Influenza A virus subtype H10N7

Virus classification
- (unranked): Virus
- Realm: Riboviria
- Kingdom: Orthornavirae
- Phylum: Negarnaviricota
- Class: Insthoviricetes
- Order: Articulavirales
- Family: Orthomyxoviridae
- Genus: Alphainfluenzavirus
- Species: Influenza A virus
- Serotype: Influenza A virus subtype H10N7

= Influenza A virus subtype H10N7 =

Suptype of the Influenza A virus

Influenza A virus subtype H10N7 (A/H10N7) is a subtype of the species Influenza A virus (sometimes called bird flu virus). H10N7 was first reported in humans in Egypt in 2004. It caused illness in two one-year-old infants, and residents of Ismailia, Egypt; one child's father, and a poultry merchant.

The first reported H10N7 outbreak in the US occurred in Minnesota on two turkey farms in 1979 and on a third in 1980. "The clinical signs ranged from severe, with a mortality rate as high as 31%, to subclinical. Antigenically indistinguishable viruses were isolated from healthy mallards on a pond adjacent to the turkey farms".
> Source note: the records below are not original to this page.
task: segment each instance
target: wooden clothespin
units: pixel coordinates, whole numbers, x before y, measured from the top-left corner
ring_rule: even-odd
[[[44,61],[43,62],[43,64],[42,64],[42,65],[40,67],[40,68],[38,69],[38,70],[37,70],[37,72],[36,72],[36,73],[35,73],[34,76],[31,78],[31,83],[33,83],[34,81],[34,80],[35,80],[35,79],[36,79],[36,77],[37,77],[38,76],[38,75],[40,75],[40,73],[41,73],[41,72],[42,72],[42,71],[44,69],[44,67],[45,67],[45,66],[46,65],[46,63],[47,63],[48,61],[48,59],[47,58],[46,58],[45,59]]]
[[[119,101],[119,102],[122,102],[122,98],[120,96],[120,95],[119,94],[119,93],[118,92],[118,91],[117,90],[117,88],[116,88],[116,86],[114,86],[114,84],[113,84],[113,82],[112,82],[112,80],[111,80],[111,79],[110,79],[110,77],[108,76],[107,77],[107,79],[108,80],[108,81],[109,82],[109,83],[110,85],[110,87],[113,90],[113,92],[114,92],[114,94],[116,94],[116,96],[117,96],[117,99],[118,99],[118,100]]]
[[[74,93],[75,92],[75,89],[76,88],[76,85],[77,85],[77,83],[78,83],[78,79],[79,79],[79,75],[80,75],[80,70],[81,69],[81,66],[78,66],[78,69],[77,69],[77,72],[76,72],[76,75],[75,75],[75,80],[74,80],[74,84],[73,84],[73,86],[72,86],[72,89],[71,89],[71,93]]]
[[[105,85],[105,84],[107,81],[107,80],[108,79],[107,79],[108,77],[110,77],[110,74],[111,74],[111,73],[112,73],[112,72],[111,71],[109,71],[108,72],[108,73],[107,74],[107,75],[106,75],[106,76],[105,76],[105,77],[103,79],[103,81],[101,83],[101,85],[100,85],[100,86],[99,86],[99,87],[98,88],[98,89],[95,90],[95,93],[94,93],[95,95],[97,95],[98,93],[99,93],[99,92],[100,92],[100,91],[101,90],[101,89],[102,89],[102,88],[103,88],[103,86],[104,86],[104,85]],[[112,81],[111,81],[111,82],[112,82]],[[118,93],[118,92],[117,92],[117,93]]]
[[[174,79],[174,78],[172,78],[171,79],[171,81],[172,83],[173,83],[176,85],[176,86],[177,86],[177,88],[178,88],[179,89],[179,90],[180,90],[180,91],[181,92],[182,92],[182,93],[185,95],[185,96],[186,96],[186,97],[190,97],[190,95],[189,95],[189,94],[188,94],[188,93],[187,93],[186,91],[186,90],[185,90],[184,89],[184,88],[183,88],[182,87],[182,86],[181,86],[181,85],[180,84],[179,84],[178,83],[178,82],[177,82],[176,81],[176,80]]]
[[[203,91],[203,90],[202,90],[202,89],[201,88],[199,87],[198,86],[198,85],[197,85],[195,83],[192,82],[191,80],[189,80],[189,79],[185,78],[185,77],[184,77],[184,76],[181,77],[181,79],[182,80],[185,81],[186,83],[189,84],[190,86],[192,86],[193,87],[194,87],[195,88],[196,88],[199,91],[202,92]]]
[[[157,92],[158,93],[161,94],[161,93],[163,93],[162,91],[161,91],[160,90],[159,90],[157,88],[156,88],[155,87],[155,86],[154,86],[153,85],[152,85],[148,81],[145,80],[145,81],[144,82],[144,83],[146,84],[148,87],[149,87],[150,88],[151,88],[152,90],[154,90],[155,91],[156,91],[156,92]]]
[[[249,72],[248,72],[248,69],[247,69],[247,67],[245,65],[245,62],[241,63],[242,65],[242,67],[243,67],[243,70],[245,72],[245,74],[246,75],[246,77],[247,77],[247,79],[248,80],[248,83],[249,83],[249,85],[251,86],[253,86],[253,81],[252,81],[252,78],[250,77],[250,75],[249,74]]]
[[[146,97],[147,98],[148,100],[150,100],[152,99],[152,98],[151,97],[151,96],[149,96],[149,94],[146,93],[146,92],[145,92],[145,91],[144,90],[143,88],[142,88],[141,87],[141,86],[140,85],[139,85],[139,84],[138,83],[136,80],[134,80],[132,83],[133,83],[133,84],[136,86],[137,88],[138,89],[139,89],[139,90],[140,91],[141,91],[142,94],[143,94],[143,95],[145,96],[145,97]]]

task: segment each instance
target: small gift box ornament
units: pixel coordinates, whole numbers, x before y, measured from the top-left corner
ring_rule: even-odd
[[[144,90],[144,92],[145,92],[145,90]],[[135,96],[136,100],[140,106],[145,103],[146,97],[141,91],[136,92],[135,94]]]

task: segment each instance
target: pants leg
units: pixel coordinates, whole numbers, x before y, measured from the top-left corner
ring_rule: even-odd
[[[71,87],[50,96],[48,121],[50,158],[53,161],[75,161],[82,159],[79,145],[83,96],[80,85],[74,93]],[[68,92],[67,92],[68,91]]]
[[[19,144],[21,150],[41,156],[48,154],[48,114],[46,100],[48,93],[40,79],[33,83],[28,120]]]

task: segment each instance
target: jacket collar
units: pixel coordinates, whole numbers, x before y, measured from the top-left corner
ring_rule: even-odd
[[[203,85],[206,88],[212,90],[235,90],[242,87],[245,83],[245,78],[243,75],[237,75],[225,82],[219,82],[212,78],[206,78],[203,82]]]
The Influenza A (H10N7) virus was also held responsible for an increased mortality of harbour seals (Phoca vitulina) in Europe in 2014. First cases were reported in spring 2014 in Sweden and subsequently spread to Denmark. Within a few months the virus spread to the Wadden Sea area of Germany and the Netherlands causing the death of about 10% of the local harbour seal population.